Em todas as obras de verdadeira e perfeita caridade de que vos falo, não há nada que tenha de ser feito com as mãos ou os pés; ninguém pode, pois, argumentar que é incapaz ou que está doente. […] Ninguém poderá apresentar desculpas plausíveis para dizer que não é capaz de pôr estes conselhos em prática. Pois ninguém vos diz: «Jejua mais do que podes, permanece acordado toda a noite sem teres forças para tal» […]; ninguém te obriga a vender todos os teus bens para os dares aos pobres, nem a permaneceres virgem. […] Aquele que pode fazer tudo isto deve dar graças a Deus.
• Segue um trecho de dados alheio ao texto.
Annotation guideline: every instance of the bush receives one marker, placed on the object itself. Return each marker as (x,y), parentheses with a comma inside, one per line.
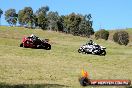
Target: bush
(121,37)
(102,34)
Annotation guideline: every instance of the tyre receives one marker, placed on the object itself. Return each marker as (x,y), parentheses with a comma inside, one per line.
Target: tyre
(79,51)
(48,47)
(21,45)
(84,81)
(103,53)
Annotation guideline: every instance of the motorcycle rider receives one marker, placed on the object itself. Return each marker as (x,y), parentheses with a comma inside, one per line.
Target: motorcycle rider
(90,42)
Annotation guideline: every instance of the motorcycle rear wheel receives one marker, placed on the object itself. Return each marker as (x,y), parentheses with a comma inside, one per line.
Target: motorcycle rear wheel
(79,51)
(103,53)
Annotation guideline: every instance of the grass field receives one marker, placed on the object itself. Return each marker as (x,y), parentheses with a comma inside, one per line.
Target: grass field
(61,66)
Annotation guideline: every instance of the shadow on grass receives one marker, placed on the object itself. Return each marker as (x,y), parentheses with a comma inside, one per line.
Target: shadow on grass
(129,87)
(4,85)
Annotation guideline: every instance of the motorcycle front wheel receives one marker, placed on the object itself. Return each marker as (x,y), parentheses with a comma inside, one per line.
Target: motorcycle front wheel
(79,51)
(103,53)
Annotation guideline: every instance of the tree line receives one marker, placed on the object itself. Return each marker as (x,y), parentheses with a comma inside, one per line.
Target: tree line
(76,24)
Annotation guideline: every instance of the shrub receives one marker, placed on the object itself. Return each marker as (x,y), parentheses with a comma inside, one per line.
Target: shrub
(121,37)
(102,34)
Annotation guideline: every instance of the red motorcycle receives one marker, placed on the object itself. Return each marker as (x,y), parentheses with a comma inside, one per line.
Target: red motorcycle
(35,42)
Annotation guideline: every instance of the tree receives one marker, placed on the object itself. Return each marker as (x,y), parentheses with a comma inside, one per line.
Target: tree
(102,34)
(1,12)
(121,37)
(53,21)
(28,17)
(71,23)
(21,17)
(41,17)
(85,27)
(11,17)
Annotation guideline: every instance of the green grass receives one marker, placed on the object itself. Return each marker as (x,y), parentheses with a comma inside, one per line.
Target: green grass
(61,66)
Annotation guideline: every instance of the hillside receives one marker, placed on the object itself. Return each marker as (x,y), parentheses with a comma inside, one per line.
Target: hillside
(61,66)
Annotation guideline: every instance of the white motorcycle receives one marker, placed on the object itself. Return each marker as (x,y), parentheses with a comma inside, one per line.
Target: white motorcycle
(92,49)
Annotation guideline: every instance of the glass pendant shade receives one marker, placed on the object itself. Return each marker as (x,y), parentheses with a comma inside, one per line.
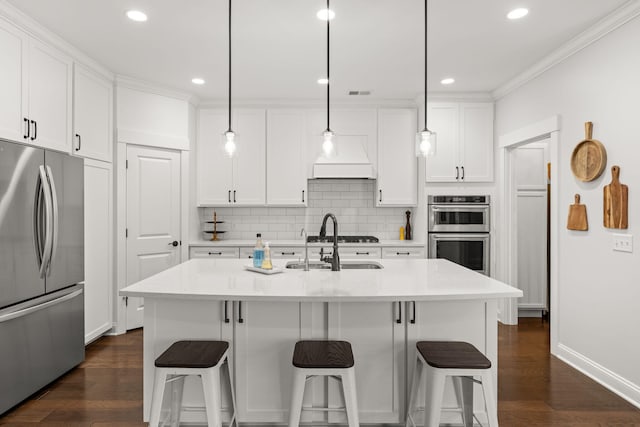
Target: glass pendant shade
(426,143)
(229,143)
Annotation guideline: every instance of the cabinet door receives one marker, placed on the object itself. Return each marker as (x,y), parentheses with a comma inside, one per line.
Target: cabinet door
(397,164)
(476,142)
(98,243)
(249,161)
(92,115)
(286,154)
(50,97)
(264,343)
(12,108)
(443,118)
(214,168)
(378,344)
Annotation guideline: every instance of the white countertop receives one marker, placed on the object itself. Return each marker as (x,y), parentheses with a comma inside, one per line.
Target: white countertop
(399,280)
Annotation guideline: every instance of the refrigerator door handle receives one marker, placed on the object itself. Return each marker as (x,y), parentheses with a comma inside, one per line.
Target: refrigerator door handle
(25,311)
(54,221)
(48,242)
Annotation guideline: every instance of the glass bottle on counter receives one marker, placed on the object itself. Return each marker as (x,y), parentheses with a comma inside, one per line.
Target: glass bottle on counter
(258,251)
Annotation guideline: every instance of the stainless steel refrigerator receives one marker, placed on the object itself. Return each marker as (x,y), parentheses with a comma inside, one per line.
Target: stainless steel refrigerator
(41,269)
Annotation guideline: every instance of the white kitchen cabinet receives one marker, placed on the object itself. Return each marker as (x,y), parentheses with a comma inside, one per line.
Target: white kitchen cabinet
(35,91)
(92,115)
(98,248)
(237,181)
(465,142)
(286,155)
(376,331)
(397,183)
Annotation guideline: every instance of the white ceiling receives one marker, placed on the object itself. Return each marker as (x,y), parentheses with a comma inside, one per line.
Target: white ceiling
(279,46)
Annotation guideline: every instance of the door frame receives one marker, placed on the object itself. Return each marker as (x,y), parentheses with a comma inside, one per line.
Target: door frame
(120,315)
(547,129)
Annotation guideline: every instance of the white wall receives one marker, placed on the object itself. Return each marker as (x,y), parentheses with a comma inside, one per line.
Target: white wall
(598,305)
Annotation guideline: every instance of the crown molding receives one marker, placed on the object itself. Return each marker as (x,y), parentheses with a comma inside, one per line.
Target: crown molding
(34,29)
(611,22)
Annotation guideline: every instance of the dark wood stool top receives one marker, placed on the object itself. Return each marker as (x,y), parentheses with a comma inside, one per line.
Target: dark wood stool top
(452,355)
(323,354)
(192,354)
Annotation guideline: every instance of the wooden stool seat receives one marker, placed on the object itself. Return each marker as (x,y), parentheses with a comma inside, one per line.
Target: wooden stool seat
(192,354)
(323,354)
(452,355)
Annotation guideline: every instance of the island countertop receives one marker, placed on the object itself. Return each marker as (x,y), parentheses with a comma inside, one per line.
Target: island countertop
(399,280)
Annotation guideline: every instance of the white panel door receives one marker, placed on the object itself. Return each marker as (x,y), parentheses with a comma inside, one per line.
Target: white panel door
(397,164)
(153,218)
(50,97)
(98,246)
(12,110)
(286,155)
(443,119)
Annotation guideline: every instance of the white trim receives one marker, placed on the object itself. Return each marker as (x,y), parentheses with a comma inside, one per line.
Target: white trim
(611,22)
(612,381)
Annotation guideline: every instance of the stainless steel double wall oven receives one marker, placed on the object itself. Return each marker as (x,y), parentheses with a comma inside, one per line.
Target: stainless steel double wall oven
(459,230)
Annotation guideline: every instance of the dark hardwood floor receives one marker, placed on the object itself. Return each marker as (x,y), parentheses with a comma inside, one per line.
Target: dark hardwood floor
(535,389)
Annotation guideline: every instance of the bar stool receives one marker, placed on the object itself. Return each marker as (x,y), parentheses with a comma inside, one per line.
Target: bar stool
(463,362)
(202,358)
(324,358)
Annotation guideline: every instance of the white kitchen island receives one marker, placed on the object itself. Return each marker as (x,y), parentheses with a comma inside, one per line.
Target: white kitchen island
(381,312)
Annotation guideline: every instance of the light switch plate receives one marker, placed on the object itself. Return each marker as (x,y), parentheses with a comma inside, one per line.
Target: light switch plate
(623,242)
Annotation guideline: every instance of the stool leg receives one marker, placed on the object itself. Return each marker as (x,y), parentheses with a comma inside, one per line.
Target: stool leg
(489,398)
(156,397)
(433,398)
(211,388)
(297,394)
(413,397)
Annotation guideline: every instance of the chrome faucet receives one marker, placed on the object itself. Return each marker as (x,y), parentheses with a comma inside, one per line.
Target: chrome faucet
(306,252)
(335,259)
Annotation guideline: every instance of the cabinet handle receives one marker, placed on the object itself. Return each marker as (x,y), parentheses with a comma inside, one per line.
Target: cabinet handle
(35,130)
(413,315)
(27,128)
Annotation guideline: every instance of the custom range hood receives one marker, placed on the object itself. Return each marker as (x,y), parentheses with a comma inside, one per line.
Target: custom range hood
(350,160)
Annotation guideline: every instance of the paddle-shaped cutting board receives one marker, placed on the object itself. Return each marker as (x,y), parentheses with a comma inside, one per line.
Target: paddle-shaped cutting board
(577,216)
(616,199)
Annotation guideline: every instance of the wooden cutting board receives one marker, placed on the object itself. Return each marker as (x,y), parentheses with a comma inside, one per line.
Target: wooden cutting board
(616,202)
(577,216)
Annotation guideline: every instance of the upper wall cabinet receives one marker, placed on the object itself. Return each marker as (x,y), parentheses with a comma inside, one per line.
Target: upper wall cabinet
(92,114)
(35,91)
(286,154)
(465,142)
(397,164)
(237,181)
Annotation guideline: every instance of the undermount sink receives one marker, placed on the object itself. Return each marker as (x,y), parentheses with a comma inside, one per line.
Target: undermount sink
(345,265)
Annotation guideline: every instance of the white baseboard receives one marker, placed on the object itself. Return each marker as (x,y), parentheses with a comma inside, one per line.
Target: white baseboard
(612,381)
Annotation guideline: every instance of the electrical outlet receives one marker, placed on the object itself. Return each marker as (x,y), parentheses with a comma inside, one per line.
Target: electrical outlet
(623,242)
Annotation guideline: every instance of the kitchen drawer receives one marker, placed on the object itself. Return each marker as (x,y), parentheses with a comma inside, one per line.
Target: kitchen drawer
(213,252)
(402,252)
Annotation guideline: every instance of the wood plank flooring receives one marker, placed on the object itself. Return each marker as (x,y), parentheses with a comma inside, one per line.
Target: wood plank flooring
(535,389)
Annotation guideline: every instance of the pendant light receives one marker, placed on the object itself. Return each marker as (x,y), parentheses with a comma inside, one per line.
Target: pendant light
(229,137)
(425,139)
(328,137)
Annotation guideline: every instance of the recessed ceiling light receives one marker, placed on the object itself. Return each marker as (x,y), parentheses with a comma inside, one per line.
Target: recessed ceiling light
(518,13)
(136,15)
(326,14)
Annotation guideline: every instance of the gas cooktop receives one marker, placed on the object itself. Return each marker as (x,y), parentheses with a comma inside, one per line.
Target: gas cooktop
(343,239)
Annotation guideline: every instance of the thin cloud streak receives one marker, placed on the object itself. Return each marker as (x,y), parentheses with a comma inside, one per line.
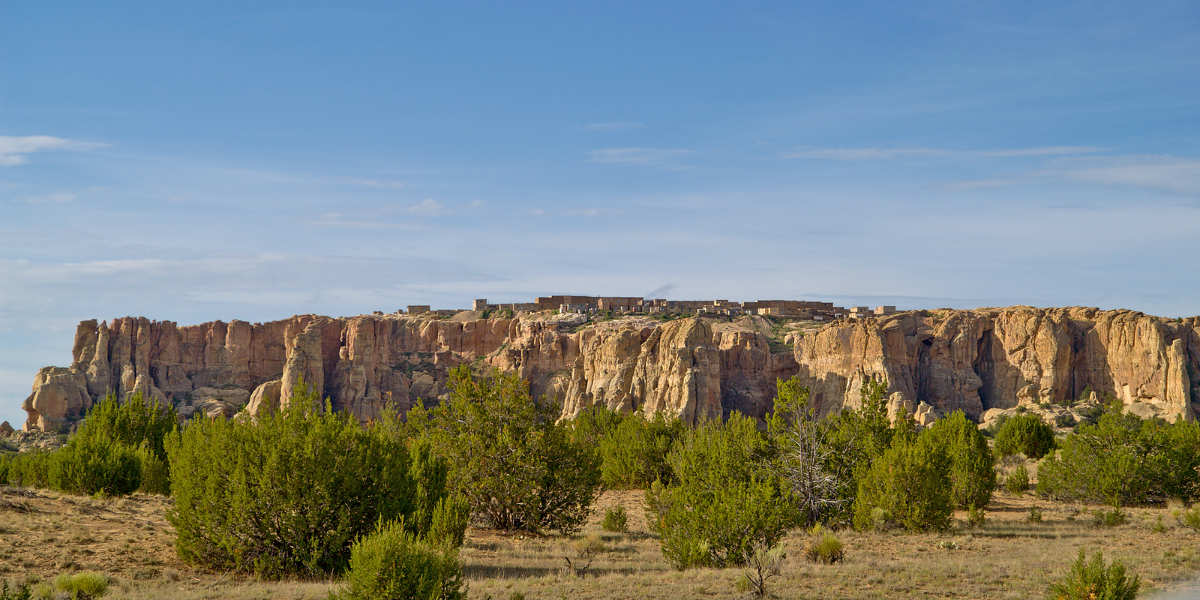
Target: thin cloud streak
(16,149)
(639,156)
(879,154)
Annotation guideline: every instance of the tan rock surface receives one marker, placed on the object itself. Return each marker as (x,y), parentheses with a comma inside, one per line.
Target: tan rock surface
(695,369)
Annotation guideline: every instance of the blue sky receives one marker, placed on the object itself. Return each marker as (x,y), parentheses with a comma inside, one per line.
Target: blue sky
(215,161)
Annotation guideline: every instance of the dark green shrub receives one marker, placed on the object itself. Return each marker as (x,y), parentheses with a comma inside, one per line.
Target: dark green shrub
(910,483)
(132,423)
(514,465)
(30,469)
(1125,460)
(1111,517)
(154,475)
(616,520)
(634,455)
(1018,480)
(594,424)
(724,499)
(288,492)
(1024,433)
(391,563)
(1092,580)
(82,586)
(972,467)
(450,519)
(95,465)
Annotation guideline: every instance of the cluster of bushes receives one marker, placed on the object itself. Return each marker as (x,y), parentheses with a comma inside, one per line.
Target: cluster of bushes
(291,492)
(1024,433)
(117,450)
(1125,460)
(735,487)
(516,467)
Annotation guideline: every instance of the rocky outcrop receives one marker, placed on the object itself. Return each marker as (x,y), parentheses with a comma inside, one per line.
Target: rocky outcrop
(1001,358)
(695,369)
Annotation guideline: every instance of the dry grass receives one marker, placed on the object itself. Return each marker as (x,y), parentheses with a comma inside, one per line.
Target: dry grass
(43,534)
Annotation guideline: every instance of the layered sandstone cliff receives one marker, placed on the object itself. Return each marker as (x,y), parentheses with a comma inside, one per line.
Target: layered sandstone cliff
(695,369)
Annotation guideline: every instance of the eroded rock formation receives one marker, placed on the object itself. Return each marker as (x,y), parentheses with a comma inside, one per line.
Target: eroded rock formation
(695,369)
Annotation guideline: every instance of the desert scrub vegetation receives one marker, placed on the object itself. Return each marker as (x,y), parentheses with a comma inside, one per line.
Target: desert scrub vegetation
(1125,460)
(516,467)
(972,469)
(616,520)
(289,493)
(393,563)
(1095,580)
(117,450)
(1024,433)
(724,499)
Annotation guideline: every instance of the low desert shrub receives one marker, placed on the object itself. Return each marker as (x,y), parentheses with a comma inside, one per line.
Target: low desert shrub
(825,547)
(288,493)
(81,586)
(451,515)
(616,520)
(1018,480)
(516,467)
(391,563)
(1095,580)
(1025,433)
(30,469)
(95,465)
(763,564)
(1125,460)
(635,454)
(1110,517)
(910,484)
(16,591)
(724,499)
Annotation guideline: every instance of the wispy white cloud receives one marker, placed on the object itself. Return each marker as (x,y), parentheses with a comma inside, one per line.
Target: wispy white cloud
(874,154)
(1162,173)
(51,198)
(345,221)
(613,126)
(639,156)
(16,149)
(427,208)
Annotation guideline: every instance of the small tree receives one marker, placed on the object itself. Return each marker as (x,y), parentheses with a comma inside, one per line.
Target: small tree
(635,453)
(288,493)
(513,463)
(972,467)
(909,485)
(1024,433)
(805,460)
(724,501)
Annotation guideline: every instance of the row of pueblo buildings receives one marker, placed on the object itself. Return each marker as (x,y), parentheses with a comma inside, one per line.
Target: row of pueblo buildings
(636,305)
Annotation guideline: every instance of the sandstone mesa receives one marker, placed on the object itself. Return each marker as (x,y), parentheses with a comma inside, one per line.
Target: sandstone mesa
(984,361)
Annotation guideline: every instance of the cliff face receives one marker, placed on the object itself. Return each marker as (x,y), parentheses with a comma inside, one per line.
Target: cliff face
(687,367)
(1000,358)
(694,369)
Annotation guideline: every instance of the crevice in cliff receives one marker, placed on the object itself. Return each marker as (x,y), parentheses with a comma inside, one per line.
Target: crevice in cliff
(985,369)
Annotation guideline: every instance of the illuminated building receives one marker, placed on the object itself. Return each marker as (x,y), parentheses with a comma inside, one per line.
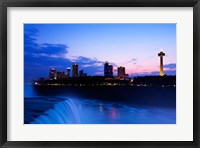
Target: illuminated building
(75,70)
(82,74)
(161,55)
(108,70)
(52,74)
(60,75)
(121,72)
(68,71)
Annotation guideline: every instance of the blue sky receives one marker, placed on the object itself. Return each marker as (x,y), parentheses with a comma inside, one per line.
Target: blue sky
(134,46)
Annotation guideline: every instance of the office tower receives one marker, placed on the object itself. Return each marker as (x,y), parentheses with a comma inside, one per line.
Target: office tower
(52,74)
(108,70)
(121,72)
(82,74)
(161,54)
(75,70)
(60,75)
(68,72)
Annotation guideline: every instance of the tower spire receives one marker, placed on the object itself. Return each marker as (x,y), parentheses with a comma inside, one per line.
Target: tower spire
(161,54)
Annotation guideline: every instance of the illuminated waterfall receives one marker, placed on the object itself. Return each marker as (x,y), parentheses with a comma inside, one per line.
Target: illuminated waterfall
(63,112)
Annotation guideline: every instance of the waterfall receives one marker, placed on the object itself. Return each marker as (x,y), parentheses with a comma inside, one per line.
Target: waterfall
(62,112)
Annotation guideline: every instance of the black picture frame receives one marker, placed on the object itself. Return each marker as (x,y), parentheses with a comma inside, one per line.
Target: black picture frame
(4,4)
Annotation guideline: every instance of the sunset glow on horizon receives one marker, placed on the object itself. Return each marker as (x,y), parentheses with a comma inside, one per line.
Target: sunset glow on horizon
(134,46)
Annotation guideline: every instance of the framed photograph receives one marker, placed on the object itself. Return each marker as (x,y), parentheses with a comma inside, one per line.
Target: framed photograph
(99,73)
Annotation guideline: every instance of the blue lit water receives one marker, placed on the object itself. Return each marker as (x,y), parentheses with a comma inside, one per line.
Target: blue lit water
(70,108)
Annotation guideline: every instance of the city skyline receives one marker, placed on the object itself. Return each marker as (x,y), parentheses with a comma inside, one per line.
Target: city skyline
(59,46)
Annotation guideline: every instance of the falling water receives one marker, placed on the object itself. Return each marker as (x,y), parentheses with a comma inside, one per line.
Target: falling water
(62,112)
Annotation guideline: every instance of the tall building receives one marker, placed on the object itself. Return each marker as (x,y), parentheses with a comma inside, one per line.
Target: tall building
(75,70)
(60,75)
(52,74)
(121,72)
(108,70)
(82,74)
(68,72)
(161,54)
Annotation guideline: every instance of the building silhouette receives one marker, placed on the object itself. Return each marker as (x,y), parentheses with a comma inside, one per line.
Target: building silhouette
(68,71)
(121,72)
(75,70)
(52,74)
(60,75)
(82,74)
(161,54)
(108,70)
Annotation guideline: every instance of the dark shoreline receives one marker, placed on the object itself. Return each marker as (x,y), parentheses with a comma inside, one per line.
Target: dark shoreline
(144,96)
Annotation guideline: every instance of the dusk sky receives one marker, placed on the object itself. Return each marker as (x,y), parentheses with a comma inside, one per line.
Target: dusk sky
(134,46)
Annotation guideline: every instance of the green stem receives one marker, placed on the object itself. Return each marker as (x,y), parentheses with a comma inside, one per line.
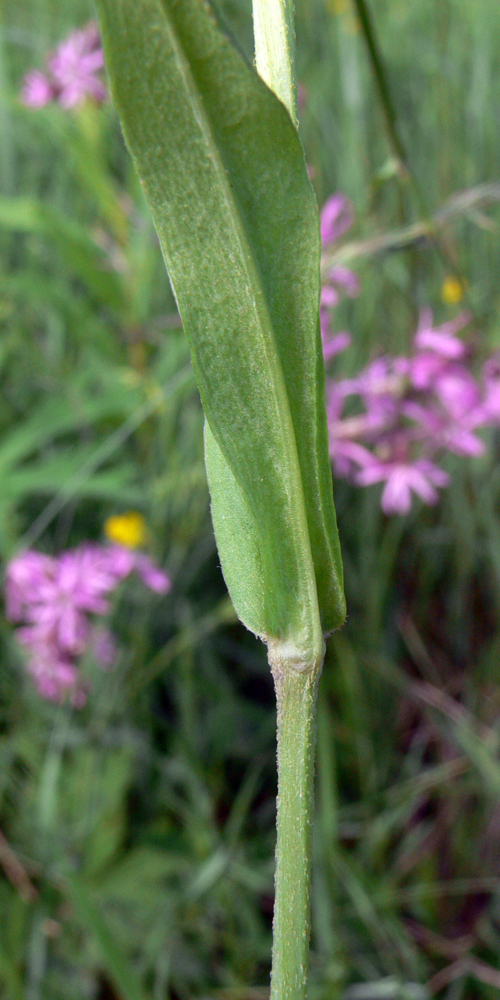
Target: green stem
(296,689)
(274,36)
(296,701)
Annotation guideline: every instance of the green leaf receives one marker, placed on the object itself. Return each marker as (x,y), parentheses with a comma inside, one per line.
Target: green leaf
(224,174)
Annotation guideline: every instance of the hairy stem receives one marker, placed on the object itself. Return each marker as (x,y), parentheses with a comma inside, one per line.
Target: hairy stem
(296,702)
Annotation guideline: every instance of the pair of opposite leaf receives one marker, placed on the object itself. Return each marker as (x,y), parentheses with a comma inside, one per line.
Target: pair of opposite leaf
(224,174)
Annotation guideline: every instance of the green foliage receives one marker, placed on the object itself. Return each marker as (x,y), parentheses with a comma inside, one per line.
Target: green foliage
(242,251)
(159,794)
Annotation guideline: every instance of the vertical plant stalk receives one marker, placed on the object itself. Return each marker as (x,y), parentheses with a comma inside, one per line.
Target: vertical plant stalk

E se aquele que não pode fazê-lo mantiver uma caridade verdadeira, possuirá tudo, porque o amor basta, mesmo sem todas aquelas boas obras. Pelo contrário, sem o amor, estas boas obras de nada servem. É por isso que vos digo e redigo tudo isto, irmãos caríssimos, para que possais compreender cada vez melhor que ninguém pode afirmar que não é capaz de cumprir os mandamentos de Deus. […]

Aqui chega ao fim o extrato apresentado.